TechTrends Now - Tech News for Builders and Operators

Most RAG tutorials I found were either "pip install langchain and you're done" or 50-page academic papers. I wanted something in between — a pipeline I could actually explain in an interview, where I understood every line.

So I built one from scratch. No LangChain, no LlamaIndex, no frameworks. Just FastAPI, FAISS, sentence-transformers, and an LLM API.

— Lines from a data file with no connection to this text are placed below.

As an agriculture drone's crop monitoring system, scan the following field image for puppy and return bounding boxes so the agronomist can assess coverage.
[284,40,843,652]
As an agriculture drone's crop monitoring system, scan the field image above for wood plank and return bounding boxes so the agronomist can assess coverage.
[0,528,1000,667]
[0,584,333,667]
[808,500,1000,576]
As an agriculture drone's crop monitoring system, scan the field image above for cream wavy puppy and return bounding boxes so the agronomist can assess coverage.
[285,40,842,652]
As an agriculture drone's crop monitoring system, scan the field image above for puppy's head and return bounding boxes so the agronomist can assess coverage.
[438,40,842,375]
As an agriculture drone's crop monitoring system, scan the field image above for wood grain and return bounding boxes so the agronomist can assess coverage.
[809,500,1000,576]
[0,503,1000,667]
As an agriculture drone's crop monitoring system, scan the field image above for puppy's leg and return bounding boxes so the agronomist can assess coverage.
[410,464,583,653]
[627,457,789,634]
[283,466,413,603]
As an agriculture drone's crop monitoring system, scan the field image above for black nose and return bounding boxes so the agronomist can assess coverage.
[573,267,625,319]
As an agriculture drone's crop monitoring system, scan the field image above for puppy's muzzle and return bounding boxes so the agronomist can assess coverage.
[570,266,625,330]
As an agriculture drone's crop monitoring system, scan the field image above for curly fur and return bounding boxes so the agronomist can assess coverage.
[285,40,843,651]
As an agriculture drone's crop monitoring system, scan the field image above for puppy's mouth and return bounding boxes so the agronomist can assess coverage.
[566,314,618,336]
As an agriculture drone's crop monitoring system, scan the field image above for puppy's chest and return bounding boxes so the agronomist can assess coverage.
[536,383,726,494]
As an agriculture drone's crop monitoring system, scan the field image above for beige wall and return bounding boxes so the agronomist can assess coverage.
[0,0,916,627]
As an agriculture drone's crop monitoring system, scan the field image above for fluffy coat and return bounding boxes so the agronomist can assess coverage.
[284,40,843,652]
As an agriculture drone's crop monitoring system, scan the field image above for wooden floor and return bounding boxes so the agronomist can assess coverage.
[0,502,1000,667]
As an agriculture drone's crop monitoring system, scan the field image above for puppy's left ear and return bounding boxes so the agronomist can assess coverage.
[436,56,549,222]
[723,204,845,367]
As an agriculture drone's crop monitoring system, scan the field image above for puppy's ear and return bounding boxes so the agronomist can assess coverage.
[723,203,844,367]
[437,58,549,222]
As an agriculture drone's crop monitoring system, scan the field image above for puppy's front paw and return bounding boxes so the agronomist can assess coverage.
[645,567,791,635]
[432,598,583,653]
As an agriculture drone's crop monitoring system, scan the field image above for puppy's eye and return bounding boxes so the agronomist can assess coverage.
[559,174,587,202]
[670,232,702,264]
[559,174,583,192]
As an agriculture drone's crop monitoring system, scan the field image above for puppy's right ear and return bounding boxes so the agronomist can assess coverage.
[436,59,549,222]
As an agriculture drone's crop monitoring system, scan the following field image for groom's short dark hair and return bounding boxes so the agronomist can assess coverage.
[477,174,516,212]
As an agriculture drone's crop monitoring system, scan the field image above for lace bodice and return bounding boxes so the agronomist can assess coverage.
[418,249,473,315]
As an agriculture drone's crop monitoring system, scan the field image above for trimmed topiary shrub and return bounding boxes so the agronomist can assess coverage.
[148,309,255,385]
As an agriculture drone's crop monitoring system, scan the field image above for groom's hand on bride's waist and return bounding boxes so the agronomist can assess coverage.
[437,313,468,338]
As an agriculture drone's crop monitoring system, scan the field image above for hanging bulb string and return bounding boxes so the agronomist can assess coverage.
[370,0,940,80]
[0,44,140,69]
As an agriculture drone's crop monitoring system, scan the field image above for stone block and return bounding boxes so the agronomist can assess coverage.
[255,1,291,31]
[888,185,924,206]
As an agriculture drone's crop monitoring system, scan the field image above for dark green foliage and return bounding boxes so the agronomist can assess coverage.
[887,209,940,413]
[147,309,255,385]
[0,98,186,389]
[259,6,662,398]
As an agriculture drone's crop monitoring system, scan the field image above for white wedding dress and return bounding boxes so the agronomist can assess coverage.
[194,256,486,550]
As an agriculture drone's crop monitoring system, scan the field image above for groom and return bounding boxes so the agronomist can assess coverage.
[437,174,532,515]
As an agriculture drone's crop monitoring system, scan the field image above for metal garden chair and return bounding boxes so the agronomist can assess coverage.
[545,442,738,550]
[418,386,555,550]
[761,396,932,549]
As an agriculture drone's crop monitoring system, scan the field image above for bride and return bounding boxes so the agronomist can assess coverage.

Here's what I built, what worked, and what broke.

The architecture

PDF --> extract text (pypdf) --> chunk (500 char, 50 overlap) --> embed (MiniLM-L6-v2)
                                                                        |
                                                                        v
question --> embed --> FAISS top-k search --> build prompt with chunks --> LLM --> answer + sources

Five Python files, ~300 lines total:

File	Responsibility
`main.py`	FastAPI app, 3 endpoints, prompt engineering
`pdf_loader.py`	PDF text extraction via pypdf
`rag.py`	Chunking + embedding
`store.py`	FAISS vector store wrapper
`llm.py`	Swappable LLM client (Groq / OpenAI / Anthropic)

How the upload works

When you POST a PDF to /upload, three things happen:

1. Text extraction — pypdf reads each page and returns the raw text. Pages with no extractable text (scanned images) are skipped.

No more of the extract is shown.